En dicho informe el FMI, una de las propuestas que sugiere es imponer un tributo especial “sobre el capital”. Es decir, una especie de quita “excepcional” sobre la riqueza de las familias que se tendría que aplicar de una sola vez, garantizando, además, que no se va a volver repetir para no desincentivar la inversión y provocar una intensa fuga de capitales. La medida consistiría en gravar la riqueza neta de las familias (activos menos pasivos) y destinar el dinero recaudado a amortizar deuda estatal.

El organismo no hace distinciones de ningún tipo, tan sólo alude a la posibilidad de gravar la riqueza neta de las familias, aplicando así este particular impuesto a todo tipo de hogares, siempre y cuando el valor de sus activos (vivienda, acciones, ahorros, etc.) sea superior al de sus deudas.

Teniendo en cuenta que la deuda pública de la zona euro supera ya el 92% del PIB, y que la de España se encamina hacia el 100% del PIB, de aplicarse en Europa tal sugerencia nuestro país estaría entre los candidatos, en el siguiente artículo lo explican bien, http://www.libremercado.com/2013-10-13/el-fmi-sugiere-expropiar-el-10-de-la-riqueza-de-las-familias-para-reducir-deuda-publica-1276501614/

Para que nos hagamos una idea de lo que esto podría suponer, cuantifico el impacto de la propuesta del FMI sobre una familia media española, supongamos una unidad familiar con una vivienda en propiedad valorada en 150.000€ con una deuda hipotecaria pendiente de 35.000€, unos planes de pensiones de dos de los miembros valorados ambos en 80.000€ y varios depósitos bancarios por valor de 25.000€, en total sería (150.000+80.000+25.000)-(35.000)= 220.000€, le practicarían un impuesto de 22.000€, para una familia más humilde que la anterior que solo cuente con su vivienda en propiedad valorada en 80.000€ sin deudas el impuesto sería de 8.000€.
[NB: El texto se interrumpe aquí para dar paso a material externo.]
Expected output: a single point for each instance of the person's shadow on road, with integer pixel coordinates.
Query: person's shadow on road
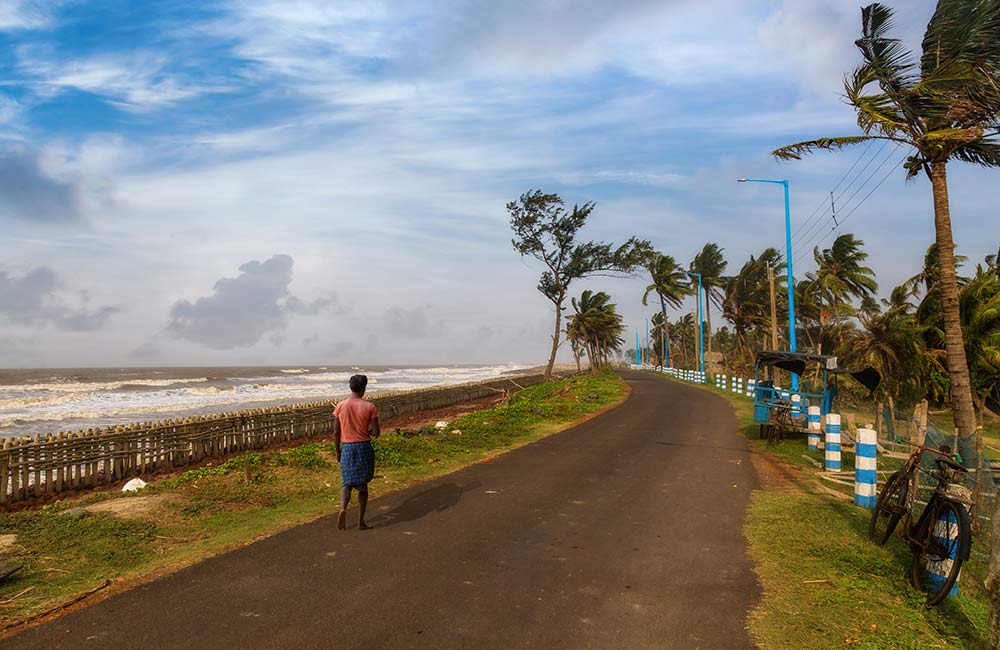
(436, 499)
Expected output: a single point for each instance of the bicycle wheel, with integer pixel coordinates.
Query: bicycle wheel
(936, 565)
(889, 508)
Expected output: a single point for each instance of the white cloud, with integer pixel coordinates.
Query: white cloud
(25, 14)
(136, 81)
(39, 297)
(244, 309)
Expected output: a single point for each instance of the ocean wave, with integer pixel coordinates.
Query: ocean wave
(83, 387)
(28, 408)
(35, 401)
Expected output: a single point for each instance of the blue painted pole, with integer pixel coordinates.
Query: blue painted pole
(701, 327)
(791, 282)
(788, 267)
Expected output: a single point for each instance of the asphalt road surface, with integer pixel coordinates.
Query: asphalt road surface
(623, 532)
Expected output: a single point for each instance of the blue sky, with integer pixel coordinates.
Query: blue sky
(324, 182)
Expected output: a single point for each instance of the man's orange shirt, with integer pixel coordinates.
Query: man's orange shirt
(355, 416)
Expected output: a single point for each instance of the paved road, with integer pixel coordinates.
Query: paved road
(624, 532)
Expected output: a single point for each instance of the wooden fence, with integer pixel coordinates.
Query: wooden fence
(53, 463)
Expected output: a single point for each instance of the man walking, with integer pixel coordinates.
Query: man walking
(355, 423)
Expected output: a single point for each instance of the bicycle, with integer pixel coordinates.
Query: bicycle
(941, 538)
(779, 420)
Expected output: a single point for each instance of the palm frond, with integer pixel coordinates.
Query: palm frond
(795, 151)
(983, 152)
(890, 63)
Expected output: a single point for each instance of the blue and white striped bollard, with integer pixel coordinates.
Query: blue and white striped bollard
(865, 464)
(832, 463)
(814, 428)
(946, 532)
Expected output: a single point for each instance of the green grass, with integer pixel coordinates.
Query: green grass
(863, 598)
(210, 509)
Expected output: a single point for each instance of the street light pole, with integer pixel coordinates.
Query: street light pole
(701, 330)
(788, 261)
(646, 351)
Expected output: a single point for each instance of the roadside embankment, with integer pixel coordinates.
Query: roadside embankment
(824, 584)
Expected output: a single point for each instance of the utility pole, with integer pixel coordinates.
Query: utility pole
(774, 309)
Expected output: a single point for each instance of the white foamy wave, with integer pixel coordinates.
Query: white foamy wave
(55, 405)
(40, 400)
(84, 387)
(207, 390)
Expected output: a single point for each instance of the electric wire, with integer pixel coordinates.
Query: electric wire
(817, 233)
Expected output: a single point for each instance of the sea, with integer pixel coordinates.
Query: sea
(53, 400)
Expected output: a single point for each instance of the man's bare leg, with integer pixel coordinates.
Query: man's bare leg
(363, 503)
(345, 498)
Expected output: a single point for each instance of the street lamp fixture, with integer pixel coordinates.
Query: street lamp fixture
(788, 258)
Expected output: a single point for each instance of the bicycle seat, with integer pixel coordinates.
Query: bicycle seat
(948, 463)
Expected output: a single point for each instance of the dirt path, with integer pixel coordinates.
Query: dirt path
(623, 532)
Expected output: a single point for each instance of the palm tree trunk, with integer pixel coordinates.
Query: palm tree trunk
(958, 369)
(555, 341)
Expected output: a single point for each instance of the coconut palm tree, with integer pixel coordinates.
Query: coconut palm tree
(944, 107)
(747, 303)
(669, 282)
(842, 275)
(711, 265)
(980, 306)
(597, 325)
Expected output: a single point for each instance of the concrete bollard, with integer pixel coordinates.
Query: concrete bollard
(814, 427)
(832, 443)
(865, 463)
(945, 530)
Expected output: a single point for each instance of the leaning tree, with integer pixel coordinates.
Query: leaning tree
(545, 230)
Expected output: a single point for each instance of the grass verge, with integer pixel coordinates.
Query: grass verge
(72, 546)
(824, 585)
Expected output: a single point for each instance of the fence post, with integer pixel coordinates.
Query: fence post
(865, 464)
(814, 428)
(832, 443)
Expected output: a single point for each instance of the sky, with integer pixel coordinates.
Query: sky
(324, 182)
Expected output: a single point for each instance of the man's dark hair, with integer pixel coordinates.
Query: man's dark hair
(358, 383)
Por mucho que lo suavicen llamándole “impuesto excepcional” esto sería una quita en toda regla y podría calificarse de robo si se practica como sugieren sin distinciones de ningún tipo.
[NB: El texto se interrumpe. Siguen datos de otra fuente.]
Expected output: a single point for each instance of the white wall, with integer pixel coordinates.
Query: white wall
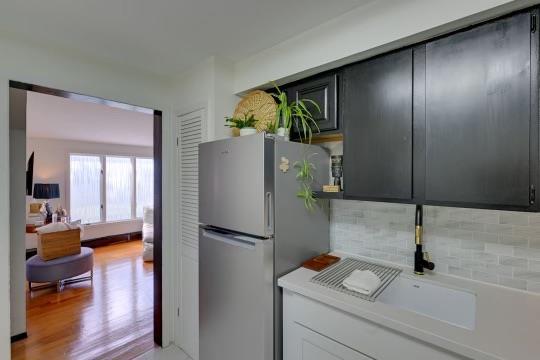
(51, 165)
(371, 29)
(208, 85)
(56, 68)
(17, 144)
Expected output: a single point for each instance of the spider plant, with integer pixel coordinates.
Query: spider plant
(304, 175)
(297, 113)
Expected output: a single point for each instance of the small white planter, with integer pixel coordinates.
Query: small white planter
(284, 133)
(247, 131)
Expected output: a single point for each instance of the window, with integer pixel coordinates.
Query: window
(85, 188)
(145, 184)
(119, 185)
(110, 188)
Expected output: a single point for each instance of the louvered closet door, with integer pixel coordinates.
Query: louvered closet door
(190, 134)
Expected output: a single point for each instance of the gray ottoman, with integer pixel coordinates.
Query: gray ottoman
(59, 271)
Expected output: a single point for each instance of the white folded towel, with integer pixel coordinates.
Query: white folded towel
(362, 281)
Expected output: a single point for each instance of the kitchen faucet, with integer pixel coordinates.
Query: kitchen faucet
(421, 259)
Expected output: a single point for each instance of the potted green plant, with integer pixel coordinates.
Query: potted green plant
(246, 125)
(304, 175)
(294, 113)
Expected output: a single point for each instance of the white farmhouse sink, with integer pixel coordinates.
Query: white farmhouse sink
(453, 306)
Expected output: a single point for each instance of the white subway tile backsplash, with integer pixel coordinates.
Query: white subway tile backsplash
(499, 247)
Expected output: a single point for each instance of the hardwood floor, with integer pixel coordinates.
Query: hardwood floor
(110, 319)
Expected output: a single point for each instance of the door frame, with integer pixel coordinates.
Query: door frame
(158, 184)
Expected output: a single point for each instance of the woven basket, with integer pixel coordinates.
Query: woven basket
(261, 105)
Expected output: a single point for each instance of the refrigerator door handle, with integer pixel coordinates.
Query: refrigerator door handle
(240, 241)
(269, 214)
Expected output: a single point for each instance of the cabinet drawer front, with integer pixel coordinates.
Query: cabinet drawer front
(313, 346)
(353, 332)
(478, 114)
(377, 112)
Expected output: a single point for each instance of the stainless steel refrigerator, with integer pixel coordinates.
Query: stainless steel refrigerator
(253, 230)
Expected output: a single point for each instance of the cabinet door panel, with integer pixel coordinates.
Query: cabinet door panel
(478, 113)
(322, 90)
(377, 111)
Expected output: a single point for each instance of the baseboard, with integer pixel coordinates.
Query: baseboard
(18, 337)
(103, 241)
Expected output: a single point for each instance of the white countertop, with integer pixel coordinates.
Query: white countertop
(507, 320)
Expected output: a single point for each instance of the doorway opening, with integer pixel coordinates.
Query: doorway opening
(85, 172)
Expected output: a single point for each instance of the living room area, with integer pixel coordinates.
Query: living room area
(82, 253)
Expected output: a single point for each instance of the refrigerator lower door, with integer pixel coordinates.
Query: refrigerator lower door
(235, 297)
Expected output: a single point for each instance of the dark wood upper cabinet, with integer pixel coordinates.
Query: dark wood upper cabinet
(323, 90)
(377, 101)
(481, 116)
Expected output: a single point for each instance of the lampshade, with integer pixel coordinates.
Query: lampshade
(46, 191)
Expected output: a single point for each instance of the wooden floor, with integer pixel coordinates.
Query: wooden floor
(109, 319)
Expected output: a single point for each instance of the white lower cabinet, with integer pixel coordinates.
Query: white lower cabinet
(309, 345)
(315, 331)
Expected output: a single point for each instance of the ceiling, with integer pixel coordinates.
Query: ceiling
(55, 117)
(166, 36)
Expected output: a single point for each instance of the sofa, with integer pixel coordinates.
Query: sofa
(148, 234)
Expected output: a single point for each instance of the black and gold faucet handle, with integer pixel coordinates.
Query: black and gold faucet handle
(427, 261)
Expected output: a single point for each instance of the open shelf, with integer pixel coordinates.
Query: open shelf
(318, 139)
(328, 195)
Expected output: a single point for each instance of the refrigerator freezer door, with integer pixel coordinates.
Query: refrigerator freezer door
(235, 297)
(235, 184)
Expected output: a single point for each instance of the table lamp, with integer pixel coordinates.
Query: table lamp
(46, 192)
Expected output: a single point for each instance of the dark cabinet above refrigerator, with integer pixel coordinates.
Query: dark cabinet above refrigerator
(322, 89)
(453, 121)
(377, 106)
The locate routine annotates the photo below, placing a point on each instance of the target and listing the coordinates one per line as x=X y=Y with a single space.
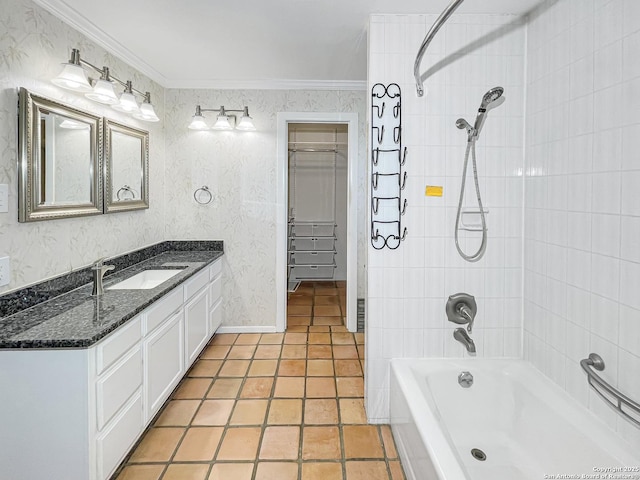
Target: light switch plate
x=4 y=198
x=5 y=271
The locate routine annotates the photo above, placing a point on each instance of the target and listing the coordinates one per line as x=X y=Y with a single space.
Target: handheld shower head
x=493 y=98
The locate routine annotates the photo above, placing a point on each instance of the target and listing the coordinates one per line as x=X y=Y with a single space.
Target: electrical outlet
x=5 y=271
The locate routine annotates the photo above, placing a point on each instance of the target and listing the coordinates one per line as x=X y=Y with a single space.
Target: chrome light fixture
x=127 y=103
x=147 y=113
x=224 y=121
x=246 y=122
x=74 y=77
x=103 y=91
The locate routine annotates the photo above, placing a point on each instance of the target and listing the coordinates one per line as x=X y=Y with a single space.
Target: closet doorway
x=317 y=224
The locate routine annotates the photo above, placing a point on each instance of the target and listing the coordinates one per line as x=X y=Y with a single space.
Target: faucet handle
x=98 y=263
x=461 y=308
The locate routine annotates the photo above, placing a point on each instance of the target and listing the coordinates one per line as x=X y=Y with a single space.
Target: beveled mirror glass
x=126 y=167
x=60 y=160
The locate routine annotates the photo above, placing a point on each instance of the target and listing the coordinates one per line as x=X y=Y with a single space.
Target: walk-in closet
x=317 y=216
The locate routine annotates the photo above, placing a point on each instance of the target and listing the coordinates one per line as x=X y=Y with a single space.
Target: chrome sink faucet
x=99 y=269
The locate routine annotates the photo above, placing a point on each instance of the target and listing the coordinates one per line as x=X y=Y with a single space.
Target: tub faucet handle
x=461 y=308
x=465 y=312
x=461 y=336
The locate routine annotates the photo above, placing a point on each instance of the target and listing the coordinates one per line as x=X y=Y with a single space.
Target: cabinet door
x=164 y=362
x=215 y=317
x=113 y=444
x=196 y=325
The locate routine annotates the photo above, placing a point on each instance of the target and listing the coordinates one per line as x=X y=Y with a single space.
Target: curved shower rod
x=444 y=16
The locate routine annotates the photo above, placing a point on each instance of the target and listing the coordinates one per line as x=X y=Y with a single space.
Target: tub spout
x=463 y=337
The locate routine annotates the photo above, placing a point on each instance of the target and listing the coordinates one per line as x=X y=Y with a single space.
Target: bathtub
x=524 y=424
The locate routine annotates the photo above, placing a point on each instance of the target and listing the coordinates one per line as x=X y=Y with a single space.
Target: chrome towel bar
x=597 y=382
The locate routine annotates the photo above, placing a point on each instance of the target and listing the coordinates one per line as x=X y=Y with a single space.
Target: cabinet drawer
x=115 y=345
x=117 y=385
x=215 y=269
x=163 y=309
x=115 y=442
x=195 y=283
x=215 y=292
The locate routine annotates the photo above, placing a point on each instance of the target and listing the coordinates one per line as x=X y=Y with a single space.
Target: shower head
x=462 y=123
x=493 y=98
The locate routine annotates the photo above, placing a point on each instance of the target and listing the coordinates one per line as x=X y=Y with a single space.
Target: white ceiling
x=247 y=43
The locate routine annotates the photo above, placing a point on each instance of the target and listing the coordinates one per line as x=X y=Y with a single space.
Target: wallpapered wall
x=33 y=44
x=240 y=169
Si esto se llegara a materializar, habría que establecer un suelo para no aplicar dicho impuesto a todas aquellas familias que no lleguen a un mínimo patrimonial determinado.
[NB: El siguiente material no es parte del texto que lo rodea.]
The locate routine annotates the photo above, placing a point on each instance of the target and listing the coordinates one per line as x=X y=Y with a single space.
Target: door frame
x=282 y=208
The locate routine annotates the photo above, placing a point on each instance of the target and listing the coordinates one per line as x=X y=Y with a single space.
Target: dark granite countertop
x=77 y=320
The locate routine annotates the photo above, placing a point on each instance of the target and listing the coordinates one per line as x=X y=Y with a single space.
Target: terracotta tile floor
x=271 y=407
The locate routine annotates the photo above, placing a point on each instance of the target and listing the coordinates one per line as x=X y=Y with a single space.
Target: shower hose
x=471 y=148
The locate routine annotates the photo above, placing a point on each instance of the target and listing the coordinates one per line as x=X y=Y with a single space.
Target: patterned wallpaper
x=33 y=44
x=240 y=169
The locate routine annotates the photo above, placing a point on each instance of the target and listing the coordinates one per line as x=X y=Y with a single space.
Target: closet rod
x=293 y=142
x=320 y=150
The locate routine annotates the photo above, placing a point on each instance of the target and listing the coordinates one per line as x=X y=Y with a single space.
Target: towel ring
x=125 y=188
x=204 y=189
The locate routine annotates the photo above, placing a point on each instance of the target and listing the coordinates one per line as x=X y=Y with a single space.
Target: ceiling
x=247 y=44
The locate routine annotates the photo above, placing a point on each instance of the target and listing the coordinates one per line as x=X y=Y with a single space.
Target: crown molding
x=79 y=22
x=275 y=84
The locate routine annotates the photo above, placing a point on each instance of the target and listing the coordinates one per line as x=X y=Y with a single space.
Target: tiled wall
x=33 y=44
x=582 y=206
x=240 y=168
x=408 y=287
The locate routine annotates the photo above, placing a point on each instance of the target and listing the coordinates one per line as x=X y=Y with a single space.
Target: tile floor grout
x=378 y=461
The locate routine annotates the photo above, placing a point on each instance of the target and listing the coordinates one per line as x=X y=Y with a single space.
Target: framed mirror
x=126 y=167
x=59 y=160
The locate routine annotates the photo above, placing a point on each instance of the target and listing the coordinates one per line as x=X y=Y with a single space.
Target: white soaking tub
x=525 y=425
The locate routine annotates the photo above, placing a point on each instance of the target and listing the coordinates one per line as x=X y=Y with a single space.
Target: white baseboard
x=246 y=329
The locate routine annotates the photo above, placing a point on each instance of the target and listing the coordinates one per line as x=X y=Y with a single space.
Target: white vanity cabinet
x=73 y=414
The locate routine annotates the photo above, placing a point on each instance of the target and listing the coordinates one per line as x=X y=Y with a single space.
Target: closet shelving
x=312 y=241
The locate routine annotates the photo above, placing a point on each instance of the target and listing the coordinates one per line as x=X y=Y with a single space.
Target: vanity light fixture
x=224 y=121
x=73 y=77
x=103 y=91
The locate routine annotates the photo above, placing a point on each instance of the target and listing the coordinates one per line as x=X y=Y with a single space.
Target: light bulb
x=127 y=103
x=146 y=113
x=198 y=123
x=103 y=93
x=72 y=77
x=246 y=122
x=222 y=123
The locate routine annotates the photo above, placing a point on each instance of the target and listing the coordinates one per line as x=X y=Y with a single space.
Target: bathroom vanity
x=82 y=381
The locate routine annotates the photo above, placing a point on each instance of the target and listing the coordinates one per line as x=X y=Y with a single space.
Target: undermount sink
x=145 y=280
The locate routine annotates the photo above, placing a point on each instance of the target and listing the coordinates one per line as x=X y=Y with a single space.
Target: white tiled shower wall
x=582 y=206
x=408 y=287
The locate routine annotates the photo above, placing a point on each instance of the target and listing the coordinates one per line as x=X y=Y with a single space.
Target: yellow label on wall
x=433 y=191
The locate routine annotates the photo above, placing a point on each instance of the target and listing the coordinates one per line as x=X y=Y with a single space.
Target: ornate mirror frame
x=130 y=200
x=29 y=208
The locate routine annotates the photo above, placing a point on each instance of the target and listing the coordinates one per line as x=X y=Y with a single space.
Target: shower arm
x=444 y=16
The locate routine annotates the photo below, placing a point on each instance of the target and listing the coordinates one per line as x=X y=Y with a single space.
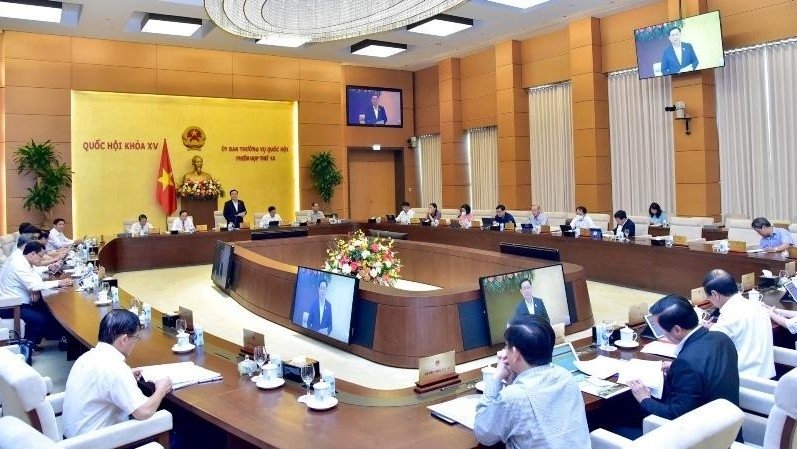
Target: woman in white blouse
x=582 y=220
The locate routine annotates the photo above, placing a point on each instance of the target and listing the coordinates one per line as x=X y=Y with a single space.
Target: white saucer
x=188 y=348
x=626 y=344
x=270 y=384
x=326 y=405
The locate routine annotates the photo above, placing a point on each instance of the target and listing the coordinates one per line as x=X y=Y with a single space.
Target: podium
x=201 y=209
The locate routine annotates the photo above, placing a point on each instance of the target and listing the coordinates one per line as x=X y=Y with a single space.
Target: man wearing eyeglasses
x=101 y=389
x=20 y=279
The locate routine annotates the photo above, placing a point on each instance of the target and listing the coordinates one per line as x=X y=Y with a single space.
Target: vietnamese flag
x=166 y=192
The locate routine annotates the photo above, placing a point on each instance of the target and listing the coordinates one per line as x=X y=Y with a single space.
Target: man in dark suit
x=376 y=114
x=677 y=56
x=705 y=367
x=234 y=210
x=319 y=317
x=623 y=223
x=530 y=304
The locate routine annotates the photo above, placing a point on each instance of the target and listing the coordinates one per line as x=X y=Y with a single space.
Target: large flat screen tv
x=374 y=106
x=680 y=46
x=505 y=294
x=322 y=302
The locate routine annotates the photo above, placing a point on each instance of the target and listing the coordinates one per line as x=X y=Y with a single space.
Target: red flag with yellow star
x=166 y=192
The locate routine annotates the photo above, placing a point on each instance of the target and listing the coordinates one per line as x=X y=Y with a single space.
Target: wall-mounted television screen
x=322 y=302
x=374 y=106
x=541 y=290
x=680 y=46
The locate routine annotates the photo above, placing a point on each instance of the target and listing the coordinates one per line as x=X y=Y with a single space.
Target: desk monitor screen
x=683 y=45
x=323 y=301
x=505 y=294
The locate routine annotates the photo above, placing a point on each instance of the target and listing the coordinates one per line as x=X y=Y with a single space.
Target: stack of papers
x=461 y=409
x=182 y=374
x=646 y=371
Es cierto que la deuda pública que tenemos es elevada, pero también lo es que se ha ido generando por los desgobiernos que hemos tenido en las últimos años, que más que a invertir en bienes públicos sostenibles y generadores de valor se han dedicado a gastar a diestro y siniestro, pensando en sus intereses y en los de sus más allegados.

En cuanto al FMI y sus sugerencias ya sabemos todos a que intereses representan, que se dediquen a prevenir que ocurran crisis como la actual y a evitar que sus países miembros incurran en estas deudas casi impagables.